The top two major U.S. banks have raised their forecasts for the rate at which the Fed will raise interest rates this year. Among them, Bank of America predicted that the Fed may raise interest rates at each of its meetings this year in response to high inflation. "We now expect seven 25-basis-point rate hikes this year, with the federal funds rate peaking at 2.75%-3.00%," Ethan Harris wrote in a note to clients on Friday. "This should have a lagged impact on the economy, weighing on growth in 2023." JPMorgan raised its forecast for rate hikes in 2022 from four to five. Chief U.S. Economist Michael Feroli said Fed Chairman Jerome Powell's remarks at Wednesday's post-meeting news conference were "clearly aimed at deterring market expectations for quarterly rate hikes."

04

Pelosi throws the timeline for the passage of the Biden economic bill into question:

Progressive Democrats are trying to get Congress to pass some version of President Biden's economic bill by March 1, but House Speaker Nancy Pelosi has cast doubt on that prospect. "We don't have a timetable," Pelosi said Friday in her hometown of San Francisco. "As soon as we have enough votes, we will pass the bill." Biden's social spending and climate bills have been stalled in the Senate since December, when Democratic Sen. Manchin opposed and refused to negotiate the bill. House member Pramila Jayapal, chair of the Congressional Progressive Caucus, urged Senate Democrats on Thursday to break the deadlock so Biden could talk about the bill in his March 1 State of the Union address. "It's their wish," Pelosi said in response to a question about Jayapal's remarks. "We can't stop putting pressure on this.

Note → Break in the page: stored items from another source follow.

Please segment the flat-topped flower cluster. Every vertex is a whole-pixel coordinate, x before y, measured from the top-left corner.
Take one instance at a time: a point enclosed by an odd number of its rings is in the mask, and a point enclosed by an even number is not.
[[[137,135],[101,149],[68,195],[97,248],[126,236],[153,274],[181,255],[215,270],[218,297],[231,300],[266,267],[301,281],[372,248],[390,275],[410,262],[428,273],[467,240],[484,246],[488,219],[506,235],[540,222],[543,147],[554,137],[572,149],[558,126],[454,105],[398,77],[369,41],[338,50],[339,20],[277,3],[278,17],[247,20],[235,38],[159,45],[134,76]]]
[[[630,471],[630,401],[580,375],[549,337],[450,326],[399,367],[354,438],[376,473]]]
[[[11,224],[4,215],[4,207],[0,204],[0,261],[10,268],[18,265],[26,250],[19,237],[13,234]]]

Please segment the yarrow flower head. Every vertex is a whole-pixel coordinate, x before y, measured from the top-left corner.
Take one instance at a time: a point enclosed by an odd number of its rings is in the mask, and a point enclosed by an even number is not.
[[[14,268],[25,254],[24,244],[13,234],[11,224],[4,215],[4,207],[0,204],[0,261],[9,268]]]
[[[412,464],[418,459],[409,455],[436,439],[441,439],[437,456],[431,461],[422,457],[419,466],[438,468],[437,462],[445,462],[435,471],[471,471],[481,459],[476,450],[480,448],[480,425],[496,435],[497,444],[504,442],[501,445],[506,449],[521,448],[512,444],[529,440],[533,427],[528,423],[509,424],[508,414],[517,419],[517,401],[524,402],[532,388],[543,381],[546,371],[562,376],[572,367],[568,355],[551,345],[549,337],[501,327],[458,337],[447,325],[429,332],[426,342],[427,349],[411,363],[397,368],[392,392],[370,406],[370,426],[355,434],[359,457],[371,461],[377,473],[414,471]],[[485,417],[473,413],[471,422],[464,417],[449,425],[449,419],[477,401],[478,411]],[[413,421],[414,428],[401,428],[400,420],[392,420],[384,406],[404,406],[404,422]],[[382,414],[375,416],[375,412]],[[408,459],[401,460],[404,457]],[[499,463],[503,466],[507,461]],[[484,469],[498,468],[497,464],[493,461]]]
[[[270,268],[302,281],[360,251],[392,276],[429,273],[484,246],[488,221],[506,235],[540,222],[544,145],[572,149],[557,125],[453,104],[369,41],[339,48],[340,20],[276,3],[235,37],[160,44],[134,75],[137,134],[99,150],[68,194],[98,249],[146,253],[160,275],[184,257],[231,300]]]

It's important." But she also said: "We have other things to do," including completing a spending package for the government, a bill to support the U.S. semiconductor industry and "some other things." legislation".

05

Germany’s economy shrank more than expected in the fourth quarter, dragged down by epidemic prevention restrictions and supply chain troubles:

Germany's economy shrank 0.7 percent in the fourth quarter, as another wave of coronavirus outbreaks dampened consumer confidence and plagued factories with supply chain problems. Data released by Germany's statistics agency was in line with the initial reading, but fell short of economists' expectations for a 0.3% contraction. Germany, Europe's largest economy, is likely to slip into a second coronavirus recession, with virus restrictions showing no signs of being eased and manufacturing tightening just beginning to ease.